To compete on a global playing field, municipalities in the Metro Edmonton region should hunt in a pack.

That was part of the conclusions reached by an independent panel in a report paid for by nine municipalities, including St. Albert and Sturgeon County. Other contributing municipalities were Edmonton, Fort Saskatchewan, Leduc, Leduc County, Parkland County, Spruce Grove and Strathcona County.

The report suggested working together closely on regional issues, noting the nine municipalities listed represented 95 per cent of the region’s population and about 80 per cent of the land.

“The frank assessment is that you’re coping now,” said Don Lowry, the former president and CEO of Epcor Utilities and chair of the panel. But to succeed globally, he suggested steps need to be taken.

“Nobody’s waiting for this region,” Lowry said, and he and vice chair Carman McNary hinted at opportunities already lost.

They targeted three areas that the Metro Mayors Alliance – the nine mayors of the contributing municipalities – should look at working together in more closely. The three areas are economic development, public transit and land use planning and infrastructure development.

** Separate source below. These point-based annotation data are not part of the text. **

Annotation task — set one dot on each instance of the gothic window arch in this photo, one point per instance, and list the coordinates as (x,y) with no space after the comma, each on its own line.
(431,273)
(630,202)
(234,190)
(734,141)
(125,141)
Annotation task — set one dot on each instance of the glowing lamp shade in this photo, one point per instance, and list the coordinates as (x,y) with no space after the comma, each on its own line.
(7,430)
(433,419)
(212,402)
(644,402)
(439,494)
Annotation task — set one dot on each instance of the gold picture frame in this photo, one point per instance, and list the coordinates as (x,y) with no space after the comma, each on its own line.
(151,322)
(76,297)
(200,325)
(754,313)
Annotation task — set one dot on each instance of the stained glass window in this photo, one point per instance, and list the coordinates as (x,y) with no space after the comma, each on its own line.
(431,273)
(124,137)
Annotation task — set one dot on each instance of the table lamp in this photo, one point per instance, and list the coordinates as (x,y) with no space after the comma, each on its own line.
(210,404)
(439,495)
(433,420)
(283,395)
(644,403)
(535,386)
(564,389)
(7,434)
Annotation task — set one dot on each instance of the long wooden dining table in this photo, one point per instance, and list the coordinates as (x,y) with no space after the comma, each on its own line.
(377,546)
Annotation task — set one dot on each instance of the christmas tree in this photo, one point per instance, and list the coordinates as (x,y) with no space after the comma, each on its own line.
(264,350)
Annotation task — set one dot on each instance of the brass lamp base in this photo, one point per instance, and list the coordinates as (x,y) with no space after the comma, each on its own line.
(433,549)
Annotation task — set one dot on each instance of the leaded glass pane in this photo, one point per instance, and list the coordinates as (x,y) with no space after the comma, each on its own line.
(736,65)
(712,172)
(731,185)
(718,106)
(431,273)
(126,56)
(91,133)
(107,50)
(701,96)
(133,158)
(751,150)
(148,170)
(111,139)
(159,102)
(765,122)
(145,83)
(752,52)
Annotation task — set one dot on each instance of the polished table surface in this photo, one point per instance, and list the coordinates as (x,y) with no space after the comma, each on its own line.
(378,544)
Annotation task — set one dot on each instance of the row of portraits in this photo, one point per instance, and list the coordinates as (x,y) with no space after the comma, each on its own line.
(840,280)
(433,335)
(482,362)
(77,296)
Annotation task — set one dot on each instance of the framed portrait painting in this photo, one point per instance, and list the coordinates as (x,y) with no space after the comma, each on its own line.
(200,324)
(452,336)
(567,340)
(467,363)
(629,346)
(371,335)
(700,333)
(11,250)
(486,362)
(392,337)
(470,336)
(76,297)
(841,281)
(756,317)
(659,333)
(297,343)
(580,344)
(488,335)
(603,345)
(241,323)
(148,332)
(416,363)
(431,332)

Attached recommendations included considering signing a memorandum of understanding between the municipalities.

There has been talk for many years of regional collaboration, the pair noted during a Friday press conference.

“This region has been talking about change as long as I’ve been alive,” McNary said. But time might be ripe for a change with the co-operation of the municipalities who commissioned the report, which was budgeted for $600,000.

However, Lowry was clear they were not suggesting amalgamation, though they examined the idea.

“Amalgamation was not the path to success,” Lowry said.

The report also encouraged higher density developments, predicting if the “business as usual” approach to development is taken along current trends, in 50 years 87,700 hectares of agriculture lands and 50,200 hectares of natural areas could be lost in a high growth scenario.

St. Albert Mayor and Capital Region Board chair Nolan Crouse said the report reinforces some things that are already happening.

For instance, the CRB is looking at economic development, while St. Albert and Edmonton are starting the process of exploring regional commuter transit co-operation.

“This pushes that agenda forward a little bit, probably,” he said, noting it might encourage more communities to join up on the transit plans.

Economic development has been a tough nut to crack for the CRB, he said, and this might help push that forward as well.

“The long and short of it, I’m excited because the Capital Region Board has moved on these things, they’re just giving it kind of a one more push with more nuances,” Crouse said.

He was intrigued by some of the nuances in the report, like the idea of pooling money for infrastructure.

Both this report and the Capital Region Board’s planned growth plan update call for more density, a topic that has been known to spark lively debates in St. Albert’s past.

“I think this is going to be a challenge for St. Albert and Strathcona, or Sherwood Park,” Crouse said.

A St. Albert city council discussion of the report will be held July 11.

Sturgeon County Mayor Tom Flynn echoed Crouse’s points alignment with the CRB.

“Some of it matches the Capital Region Board stuff,” he said.

He noted that none of the nine councils for the participating municipalities have really had a chance to digest the report yet. He said Sturgeon County council’s discussions will likely come in the next few weeks, ideally before their summer break.